There is very little stupid assembly code out there. There's a lot more stupid Python. This is simply because assembly is generally used by peoppe who know WTF they are doing; Python encourages people to make software without knowing what they are doing, which means they make really bad software.
Probably the worst language I've seen in terms of security was version 4 of PHP. It was really, really dumbed down and frequently used by people who had no clue - on public web sites. The creator of PHP openly and emphatically says he had no idea how to create a good program language, and he's right. He was trying to create a simple blog system, but inflated loops, variables, and conditions, so people started using it as a general purpose programming language for the web.
You DO have to be careful with C - and C programmers generally know that, and are careful. C is designed to be fast and to be flexible, and *simple* in terms of its built-ins, not to be a safe playground for newbies.

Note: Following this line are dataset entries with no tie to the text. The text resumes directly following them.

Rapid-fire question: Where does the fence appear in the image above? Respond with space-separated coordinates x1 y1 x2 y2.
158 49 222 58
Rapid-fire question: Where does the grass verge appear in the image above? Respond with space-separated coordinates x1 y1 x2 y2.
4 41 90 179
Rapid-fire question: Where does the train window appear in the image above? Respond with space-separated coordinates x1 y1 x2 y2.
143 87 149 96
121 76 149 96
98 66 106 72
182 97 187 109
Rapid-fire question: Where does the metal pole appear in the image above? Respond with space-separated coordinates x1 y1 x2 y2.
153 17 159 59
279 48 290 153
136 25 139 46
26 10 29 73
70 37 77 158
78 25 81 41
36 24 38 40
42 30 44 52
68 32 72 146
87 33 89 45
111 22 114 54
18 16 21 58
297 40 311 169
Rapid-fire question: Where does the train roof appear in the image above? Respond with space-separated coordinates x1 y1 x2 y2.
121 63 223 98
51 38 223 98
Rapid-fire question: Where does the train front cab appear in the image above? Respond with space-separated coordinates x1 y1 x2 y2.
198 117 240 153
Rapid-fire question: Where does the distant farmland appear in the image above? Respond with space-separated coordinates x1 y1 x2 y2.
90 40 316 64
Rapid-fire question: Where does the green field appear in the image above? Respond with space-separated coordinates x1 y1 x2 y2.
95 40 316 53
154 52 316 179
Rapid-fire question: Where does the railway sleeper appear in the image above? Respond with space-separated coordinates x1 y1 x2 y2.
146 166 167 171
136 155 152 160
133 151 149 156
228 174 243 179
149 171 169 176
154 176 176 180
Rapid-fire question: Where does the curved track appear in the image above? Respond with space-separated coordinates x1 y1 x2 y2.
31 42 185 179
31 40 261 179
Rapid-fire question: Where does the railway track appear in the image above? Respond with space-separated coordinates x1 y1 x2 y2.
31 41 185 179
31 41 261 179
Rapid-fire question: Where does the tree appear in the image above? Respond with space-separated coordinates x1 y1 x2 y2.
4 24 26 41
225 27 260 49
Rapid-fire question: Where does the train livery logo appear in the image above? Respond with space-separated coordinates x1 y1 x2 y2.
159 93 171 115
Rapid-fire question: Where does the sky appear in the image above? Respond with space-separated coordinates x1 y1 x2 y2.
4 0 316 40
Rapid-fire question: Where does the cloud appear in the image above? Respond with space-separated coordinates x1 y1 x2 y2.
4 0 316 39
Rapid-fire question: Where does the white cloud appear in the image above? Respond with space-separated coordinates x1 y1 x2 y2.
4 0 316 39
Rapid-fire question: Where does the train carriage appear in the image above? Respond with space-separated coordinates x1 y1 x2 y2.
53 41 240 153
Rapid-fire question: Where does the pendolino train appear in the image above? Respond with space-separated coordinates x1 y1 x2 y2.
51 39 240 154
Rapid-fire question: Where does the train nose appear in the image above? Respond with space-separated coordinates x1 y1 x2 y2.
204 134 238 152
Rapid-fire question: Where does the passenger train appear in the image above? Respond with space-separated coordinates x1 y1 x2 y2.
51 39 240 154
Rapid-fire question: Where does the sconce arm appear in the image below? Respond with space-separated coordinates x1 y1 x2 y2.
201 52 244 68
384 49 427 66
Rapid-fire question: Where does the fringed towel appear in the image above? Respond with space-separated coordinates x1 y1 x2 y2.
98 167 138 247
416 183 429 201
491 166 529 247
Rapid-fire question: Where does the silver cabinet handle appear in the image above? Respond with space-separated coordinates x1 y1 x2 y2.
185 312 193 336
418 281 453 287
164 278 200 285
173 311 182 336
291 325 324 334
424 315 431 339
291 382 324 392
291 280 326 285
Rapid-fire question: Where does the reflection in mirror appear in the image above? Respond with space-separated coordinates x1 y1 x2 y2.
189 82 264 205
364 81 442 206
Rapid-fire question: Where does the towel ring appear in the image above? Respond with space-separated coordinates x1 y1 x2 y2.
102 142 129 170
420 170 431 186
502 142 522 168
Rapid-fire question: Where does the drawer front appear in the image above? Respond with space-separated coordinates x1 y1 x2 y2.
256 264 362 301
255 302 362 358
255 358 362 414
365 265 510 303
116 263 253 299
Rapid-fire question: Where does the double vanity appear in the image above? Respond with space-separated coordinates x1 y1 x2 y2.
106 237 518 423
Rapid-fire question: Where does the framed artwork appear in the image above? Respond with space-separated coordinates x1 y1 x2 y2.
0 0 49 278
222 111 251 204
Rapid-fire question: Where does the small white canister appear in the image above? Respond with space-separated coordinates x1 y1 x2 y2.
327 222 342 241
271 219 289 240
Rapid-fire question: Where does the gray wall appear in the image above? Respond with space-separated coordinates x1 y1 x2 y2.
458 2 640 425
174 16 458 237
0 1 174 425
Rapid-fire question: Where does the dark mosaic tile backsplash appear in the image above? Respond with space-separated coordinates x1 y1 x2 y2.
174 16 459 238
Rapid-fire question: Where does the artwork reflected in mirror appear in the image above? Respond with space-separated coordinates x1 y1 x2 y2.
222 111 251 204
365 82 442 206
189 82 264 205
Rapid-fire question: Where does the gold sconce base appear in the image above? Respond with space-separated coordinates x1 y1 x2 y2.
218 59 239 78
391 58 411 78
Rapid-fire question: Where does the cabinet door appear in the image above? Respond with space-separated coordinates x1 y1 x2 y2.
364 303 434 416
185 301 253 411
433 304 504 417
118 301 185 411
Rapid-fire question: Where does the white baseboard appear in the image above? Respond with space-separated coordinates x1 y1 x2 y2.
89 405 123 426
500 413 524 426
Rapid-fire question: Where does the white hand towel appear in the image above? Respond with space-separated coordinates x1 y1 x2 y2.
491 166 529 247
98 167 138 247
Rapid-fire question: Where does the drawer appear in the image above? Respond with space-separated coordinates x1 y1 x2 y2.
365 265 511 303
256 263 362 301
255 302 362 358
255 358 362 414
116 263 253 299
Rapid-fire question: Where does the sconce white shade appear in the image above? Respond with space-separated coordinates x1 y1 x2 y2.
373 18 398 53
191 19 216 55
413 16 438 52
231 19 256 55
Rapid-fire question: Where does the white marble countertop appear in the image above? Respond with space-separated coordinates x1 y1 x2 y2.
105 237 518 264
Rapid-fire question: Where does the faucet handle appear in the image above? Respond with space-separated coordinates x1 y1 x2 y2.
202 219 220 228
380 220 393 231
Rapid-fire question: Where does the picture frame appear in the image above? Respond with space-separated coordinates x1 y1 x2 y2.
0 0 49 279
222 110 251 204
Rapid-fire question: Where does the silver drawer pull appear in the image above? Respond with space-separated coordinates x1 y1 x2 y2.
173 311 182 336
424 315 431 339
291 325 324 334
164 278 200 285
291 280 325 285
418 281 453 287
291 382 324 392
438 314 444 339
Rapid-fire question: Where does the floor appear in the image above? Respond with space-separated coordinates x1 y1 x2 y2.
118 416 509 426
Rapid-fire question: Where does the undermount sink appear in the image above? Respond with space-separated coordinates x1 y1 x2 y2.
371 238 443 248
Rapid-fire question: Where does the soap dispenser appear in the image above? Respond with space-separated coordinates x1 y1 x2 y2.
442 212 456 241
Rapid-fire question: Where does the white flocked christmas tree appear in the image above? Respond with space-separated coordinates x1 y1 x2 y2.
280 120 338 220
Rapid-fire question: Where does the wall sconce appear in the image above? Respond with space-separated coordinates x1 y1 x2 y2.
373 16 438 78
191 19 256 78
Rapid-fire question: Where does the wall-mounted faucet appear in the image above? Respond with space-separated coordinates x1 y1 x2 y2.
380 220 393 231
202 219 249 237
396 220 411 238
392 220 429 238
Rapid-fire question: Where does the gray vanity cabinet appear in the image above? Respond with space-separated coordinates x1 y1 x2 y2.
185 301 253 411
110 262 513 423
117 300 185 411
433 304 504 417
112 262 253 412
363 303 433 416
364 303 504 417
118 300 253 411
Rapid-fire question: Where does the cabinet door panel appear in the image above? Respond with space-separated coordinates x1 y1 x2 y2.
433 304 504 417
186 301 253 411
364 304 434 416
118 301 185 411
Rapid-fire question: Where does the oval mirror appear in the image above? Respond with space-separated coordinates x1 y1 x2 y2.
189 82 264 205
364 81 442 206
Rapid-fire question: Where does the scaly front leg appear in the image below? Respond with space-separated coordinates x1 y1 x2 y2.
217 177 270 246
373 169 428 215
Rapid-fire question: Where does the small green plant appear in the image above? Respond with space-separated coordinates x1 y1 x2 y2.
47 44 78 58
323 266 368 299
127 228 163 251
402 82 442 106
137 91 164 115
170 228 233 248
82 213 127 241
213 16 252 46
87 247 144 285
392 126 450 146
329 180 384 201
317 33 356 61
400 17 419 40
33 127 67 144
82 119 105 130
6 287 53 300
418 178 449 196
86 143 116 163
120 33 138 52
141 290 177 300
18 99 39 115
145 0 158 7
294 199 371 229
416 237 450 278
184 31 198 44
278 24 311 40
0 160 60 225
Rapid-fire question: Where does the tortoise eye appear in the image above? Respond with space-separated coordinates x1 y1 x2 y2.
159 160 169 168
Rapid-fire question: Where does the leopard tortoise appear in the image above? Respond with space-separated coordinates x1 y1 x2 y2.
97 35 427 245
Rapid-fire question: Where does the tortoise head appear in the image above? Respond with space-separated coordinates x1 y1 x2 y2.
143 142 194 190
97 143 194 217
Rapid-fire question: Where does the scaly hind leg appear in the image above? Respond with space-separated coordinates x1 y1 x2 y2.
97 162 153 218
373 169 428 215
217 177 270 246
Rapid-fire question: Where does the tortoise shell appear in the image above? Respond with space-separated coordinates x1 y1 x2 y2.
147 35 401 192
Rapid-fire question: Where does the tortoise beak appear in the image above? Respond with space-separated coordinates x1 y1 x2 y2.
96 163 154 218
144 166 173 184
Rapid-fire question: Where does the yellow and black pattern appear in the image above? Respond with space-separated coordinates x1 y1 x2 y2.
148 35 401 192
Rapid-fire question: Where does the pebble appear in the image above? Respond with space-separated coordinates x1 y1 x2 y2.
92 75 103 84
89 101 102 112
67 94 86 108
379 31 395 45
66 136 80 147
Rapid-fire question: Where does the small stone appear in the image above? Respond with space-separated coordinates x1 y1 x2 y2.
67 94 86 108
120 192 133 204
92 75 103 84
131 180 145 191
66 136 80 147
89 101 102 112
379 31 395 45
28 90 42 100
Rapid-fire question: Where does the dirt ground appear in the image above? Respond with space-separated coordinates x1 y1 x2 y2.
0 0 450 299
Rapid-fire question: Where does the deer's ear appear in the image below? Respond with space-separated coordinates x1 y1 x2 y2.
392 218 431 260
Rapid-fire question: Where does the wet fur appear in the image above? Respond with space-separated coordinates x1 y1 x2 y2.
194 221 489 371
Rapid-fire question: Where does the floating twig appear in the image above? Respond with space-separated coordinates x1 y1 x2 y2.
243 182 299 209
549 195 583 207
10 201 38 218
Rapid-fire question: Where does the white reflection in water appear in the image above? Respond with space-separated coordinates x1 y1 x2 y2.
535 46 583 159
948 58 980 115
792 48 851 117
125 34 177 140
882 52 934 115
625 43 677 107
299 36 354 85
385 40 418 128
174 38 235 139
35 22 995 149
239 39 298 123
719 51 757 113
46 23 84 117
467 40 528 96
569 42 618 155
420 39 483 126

I fear the language which may be even worse for security than PHP 4 may be Rust. It may really surprise people for me to say that, but programs written in Rust may very well have more serious vulnerabilities than any other language. Why? Because Rust hypes some very basic features to a ridiculous degree, pretending that avoiding oob access magically makes your code secure, and many Rust programmers actually believe that. By far the vast majority of vulnerabilities are logic errors like "goto fail", not buffer overruns. No language can protect you against goto fail and similar oversights.
By making Rust programmers believe that just uaing Rust makes the software secure, or even meaningfully more likely to be secure, they are lulled into a false sense of security which encourages stupid mistakes. Have you ever seen a Rust program which even I the negative conditions in its unit tests? That's one of the most basic and important things you can do in terms of security. Many Rust fanbois truly believe that using Rust is magic, so they don't even test what happens when someone enters an invalid password, or an empty password, or how about SQL injection in the password? Rust doesn't normally buffer overflow, so no need to think about security, right?